Hamlet in Cumbria, England

Goodyhills is a hamlet in the civil parish of Holme St Cuthbert, in northern Cumbria, England. It is located 1.5 miles east of the village of Mawbray, and 23 miles west of the city of Carlisle.

A quarter of a mile to the north-west is the parish seat of Holme St Cuthbert, where the local primary school and parish church are located, and half a mile to the south-east is the small hamlet of Jericho. At nearby Newtown, there is a farm park and tea room called the Gincase. Goodyhills has no nearby public transport links; the closest railway station is at Aspatria, and the closest stop on a regular bus service is on the B5300 coast road at Mawbray.

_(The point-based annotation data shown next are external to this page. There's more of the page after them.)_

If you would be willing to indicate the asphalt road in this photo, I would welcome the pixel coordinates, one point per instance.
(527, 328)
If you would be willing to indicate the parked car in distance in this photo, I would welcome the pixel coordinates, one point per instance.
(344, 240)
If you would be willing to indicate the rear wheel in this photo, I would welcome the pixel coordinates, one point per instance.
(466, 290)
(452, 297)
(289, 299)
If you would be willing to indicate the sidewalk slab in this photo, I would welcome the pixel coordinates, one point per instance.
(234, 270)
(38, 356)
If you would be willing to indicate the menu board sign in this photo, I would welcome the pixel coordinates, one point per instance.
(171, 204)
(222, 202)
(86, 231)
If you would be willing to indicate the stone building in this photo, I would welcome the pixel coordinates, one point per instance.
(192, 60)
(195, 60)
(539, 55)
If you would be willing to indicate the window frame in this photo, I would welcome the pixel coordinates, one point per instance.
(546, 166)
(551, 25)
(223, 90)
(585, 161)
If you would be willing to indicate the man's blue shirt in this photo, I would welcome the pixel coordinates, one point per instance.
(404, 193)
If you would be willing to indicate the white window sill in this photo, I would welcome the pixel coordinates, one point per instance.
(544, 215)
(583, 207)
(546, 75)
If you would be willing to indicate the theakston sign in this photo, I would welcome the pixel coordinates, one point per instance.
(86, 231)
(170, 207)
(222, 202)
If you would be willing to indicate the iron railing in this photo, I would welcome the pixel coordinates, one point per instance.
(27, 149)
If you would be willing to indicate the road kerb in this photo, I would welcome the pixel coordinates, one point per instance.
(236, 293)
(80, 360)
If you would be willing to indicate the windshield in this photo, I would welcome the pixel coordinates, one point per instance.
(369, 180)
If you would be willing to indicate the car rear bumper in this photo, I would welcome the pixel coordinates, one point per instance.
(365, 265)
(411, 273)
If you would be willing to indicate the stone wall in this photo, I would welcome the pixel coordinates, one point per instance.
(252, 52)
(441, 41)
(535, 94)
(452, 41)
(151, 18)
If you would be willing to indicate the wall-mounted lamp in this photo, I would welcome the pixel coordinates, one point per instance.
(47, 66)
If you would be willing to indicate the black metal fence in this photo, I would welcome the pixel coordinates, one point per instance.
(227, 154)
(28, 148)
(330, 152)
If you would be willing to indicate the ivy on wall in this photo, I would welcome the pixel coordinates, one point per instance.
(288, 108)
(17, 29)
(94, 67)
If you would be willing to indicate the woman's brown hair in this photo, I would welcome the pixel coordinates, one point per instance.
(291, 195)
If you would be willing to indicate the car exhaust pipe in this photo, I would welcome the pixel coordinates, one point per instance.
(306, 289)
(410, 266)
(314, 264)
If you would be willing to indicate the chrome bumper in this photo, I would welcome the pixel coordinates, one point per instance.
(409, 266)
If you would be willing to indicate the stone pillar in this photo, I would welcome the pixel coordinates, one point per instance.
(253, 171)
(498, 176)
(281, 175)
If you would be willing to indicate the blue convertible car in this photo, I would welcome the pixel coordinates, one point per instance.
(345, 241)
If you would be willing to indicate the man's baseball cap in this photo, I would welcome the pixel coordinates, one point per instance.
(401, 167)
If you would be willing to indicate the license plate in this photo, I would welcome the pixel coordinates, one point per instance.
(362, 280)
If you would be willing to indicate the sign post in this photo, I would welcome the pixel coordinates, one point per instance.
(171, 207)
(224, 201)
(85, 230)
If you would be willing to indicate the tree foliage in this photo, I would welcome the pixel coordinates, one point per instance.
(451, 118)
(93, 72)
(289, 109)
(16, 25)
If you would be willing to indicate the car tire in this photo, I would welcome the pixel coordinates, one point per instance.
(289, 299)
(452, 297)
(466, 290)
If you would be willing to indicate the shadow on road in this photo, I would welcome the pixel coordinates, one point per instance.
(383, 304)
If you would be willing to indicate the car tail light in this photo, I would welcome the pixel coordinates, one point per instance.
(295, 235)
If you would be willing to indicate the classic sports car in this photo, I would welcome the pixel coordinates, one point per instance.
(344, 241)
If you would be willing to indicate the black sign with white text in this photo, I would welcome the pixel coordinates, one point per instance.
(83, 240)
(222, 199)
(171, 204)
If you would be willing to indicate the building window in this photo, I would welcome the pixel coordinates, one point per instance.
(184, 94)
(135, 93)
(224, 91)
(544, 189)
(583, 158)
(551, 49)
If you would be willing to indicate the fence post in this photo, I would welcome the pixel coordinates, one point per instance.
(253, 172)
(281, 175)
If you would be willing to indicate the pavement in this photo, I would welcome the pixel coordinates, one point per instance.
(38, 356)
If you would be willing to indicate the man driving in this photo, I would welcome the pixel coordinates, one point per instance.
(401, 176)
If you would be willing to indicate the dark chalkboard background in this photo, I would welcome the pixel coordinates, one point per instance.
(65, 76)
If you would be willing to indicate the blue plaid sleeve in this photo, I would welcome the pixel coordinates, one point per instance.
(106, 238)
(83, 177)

Noted English academic William Wilson was born in Goodyhills in 1875, and attended the nearby Holme St. Cuthbert primary school. He attained his PhD at Leipzig University in Germany in 1902, and went on to become a lecturer at King's College, London. He became a Fellow of the Royal Society in 1923, and ended his career at Bedford College, London in 1944.

==Toponymy==
The name "Goodyhills" comes from Old English, and means "godlike (or sacred) hills". It has been spelled in several different ways in the past, including Guddyhills, Goddy-hills, Gowdyhowse, and Goodlike-hills.